Лёвушка скосился на впившуюся в него взглядом Асю. Отрицательно мотнул шеей.
– Я связался с Белёвом. Там начальником мой бывший ученик, – сообщил Заманский. – Они опросили сотрудников гостиницы. Ключ от номера провисел до утра на доске. Со слов дежурной по этажу, находилась безотлучно на рабочем месте. Утром сдала пост. Категорически утверждает, что господин Плескач в её смену на этаже не появлялся…Ну же! – потребовал он. – Опровергай! Может, хоть кто-то тебя видел?! Пусть не в гостинице.
Лёвушкины плечи обмякли.
– Стало быть, алиби нет, – констатировал – для дочери – Заманский. – Папа! – Аська всё-таки вмешалась. – Но если бы Лёва появился в это время в «ИнтерСити», его бы увидел охранник или камера сняла… Ведь так?! – обратилась она к Лёвушке. Но тот лишь сильнее сжался.
– Что отмалчиваешься, урод?! – выпалила она в сердцах. – Он же тебя в страшном заподозрил!
– Нечего ему сказать, – ответил за Лёвушку Заманский. – Меж подъездами сквозные проходы. Чтоб попасть в салон, вовсе не обязательно проходить именно через свой подъезд. К тому же у постоянных посетителей есть ключи от задних дверей, где камер вообще нет. Открывай любую и проходи, никем не замеченный. На этаже все офисы закрываются к семи вечера. Уборщицы приходят после семи утра. То есть с семи вечера до семи утра проходишь бесконтрольно.

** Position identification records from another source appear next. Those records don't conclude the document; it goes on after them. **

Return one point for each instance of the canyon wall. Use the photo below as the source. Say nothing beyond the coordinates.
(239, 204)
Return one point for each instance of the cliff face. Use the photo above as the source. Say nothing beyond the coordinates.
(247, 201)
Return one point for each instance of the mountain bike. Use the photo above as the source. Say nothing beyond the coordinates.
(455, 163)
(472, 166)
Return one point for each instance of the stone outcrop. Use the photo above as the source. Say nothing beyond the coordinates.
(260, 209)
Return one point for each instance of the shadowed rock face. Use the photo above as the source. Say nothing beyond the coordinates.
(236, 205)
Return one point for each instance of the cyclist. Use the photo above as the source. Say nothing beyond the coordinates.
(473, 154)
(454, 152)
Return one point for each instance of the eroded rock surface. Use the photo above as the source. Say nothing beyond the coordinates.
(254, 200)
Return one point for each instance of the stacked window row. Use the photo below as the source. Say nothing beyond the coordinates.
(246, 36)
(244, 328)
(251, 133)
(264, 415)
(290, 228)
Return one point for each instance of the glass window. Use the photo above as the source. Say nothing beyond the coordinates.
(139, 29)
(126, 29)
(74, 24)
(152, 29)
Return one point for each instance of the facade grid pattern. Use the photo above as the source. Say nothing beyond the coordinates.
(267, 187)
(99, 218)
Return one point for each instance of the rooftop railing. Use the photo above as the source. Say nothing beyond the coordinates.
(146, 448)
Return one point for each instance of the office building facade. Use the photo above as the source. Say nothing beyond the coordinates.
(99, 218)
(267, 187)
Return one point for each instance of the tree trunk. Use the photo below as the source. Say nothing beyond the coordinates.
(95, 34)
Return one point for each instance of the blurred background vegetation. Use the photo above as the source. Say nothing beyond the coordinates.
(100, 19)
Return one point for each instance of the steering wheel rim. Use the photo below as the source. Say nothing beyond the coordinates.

Времени уйма.
– Да что вы на меня танком наезжаете?! Итак тошно, – взрыднул Лёвушка. – Мало ли народу, из своих, в папином салоне бывало? И кто угодно мог зайти с бутылкой, подмешать что-то в эти баклажаны злосчастные.
– Зиновий был малопьющим и уж точно не хлестал с кем попало! – сурово напомнил Заманский.
– Так это прежде, при маме, было! – страдающе вскрикнул Лёвушка. – А последнее время не раз, возвращаясь, и бутылки пустые видел, и следы посиделок.
– Допустим, что так, – согласился Заманский. – Но ты должен понимать, что из всего мутного списка главным подозреваемым становишься ты сам. Отравить Зиновия мог либо тот, кому он открыл, – а пускал он только своих, – либо тот, у кого был ключ. И – в любом случае тот, кто знал о существовании спичек, и в ком достало фантазии, чтоб придумать экзотическое самоубийство. – Но я-то не знал!.. – Лёвушка, наткнувшись на прищуренный взгляд Заманского, осёкся.
– Конечно, теоретически можно допустить, что не знал, забыть, что во время убийства отца сам ты таинственным образом дематериализовался, – отреагировал Заманский с той насмешливой интонацией, что всегда сбивала с толку самых упёртых подозреваемых. – Всё можно. Но – как говорят, – ищи мотив.
– Какой же нужен мотив, чтоб родного отца на тот свет отправить! – пылко вступилась Аська.
– Самый что ни на есть прямой! Наследство! Заманский только что не прожигал Плескача-младшего взглядом.
– И не в день отъезда вы поссорились. Все последние дни ссорились, и преизрядно. Потому что отец тебе ультиматум выдвинул: коллекцию, если откажешься продолжить его дело, передаст в Союз антикваров для реализации в пользу детского онкологического Фонда…
– Как же, – Фонда! – огрызнулся Лёвушка, внезапно сделавшись похожим на большую крыску. – Сказал бы сразу, что для этой!.. Да, угрожал! И я сразу ему ответил, чтоб делал со своей коллекцией, что хочет! Хоть под блузку этой… – он осёкся. – А мою душу отпустил на покаяние.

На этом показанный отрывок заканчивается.